The results of this study were concerning to the research team, revealing that clinicians from pediatrics and family medicine used different lipid screening guidelines. The outcome has been substantially different screening rates. The same population of children could be treated differently depending on their primary care physician’s specialty and source of guidance.
According to Larson, a member of the research team, the study demonstrated that the differing rates of cholesterol screening are most likely due to the different recommendations of medical guidance groups. “Physician education and improvements in EHR tools can improve screening rates, even if conflict remains in recommendations from national organizations,” added Larson.
Moreno, also of the research team, addressed possible paths forward. “This study suggests that next steps could include meeting with our family medicine colleagues to discuss these findings. There may be collaborative strategies that could ensure our UW Health pediatrics patients receive consistent and high-quality care regardless of whether their primary care provider is a pediatrician or a family medicine physician.”

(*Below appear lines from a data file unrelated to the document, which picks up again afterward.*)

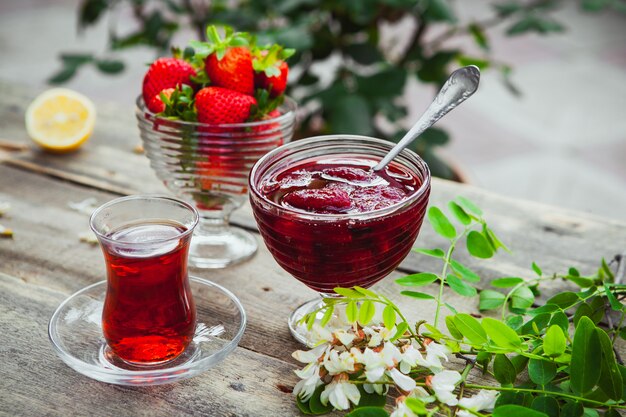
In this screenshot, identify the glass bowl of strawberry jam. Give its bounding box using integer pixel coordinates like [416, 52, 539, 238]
[249, 135, 430, 343]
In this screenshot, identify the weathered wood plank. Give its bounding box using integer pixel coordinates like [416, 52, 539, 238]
[0, 273, 338, 417]
[0, 82, 626, 300]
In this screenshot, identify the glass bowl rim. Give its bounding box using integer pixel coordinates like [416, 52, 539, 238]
[89, 194, 200, 247]
[248, 134, 431, 222]
[135, 94, 298, 129]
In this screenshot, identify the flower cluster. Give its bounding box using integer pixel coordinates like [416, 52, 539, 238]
[293, 323, 497, 417]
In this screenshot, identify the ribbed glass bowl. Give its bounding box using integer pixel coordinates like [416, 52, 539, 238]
[135, 97, 296, 268]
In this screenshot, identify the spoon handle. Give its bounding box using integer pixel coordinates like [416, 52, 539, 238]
[374, 65, 480, 171]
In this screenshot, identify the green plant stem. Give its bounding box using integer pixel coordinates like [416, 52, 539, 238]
[454, 382, 626, 409]
[611, 311, 626, 344]
[434, 229, 458, 327]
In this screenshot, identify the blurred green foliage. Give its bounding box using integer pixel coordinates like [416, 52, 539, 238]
[50, 0, 626, 178]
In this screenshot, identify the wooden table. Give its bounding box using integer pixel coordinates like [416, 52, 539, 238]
[0, 82, 626, 416]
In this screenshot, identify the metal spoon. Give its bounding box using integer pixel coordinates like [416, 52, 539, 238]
[373, 65, 480, 171]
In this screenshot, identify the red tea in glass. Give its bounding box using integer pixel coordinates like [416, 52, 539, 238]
[92, 197, 197, 364]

The team’s completed project, including the clinicians’ survey and statistical analyses of 10 years of pediatric cholesterol screening order data, resulted in two journal publications in 2021. “Differences in pediatric cholesterol screening rates between family physicians and pediatricians correlate with conflicting guidelines” appeared online in Preventive Medicine in July 2021. “Practices and attitudes regarding pediatric cholesterol screening recommendations differ between pediatricians and family medicine clinicians” appeared online in Pediatric Cardiology in November 2021.
*Kathleen DeSantes retired in October 2021.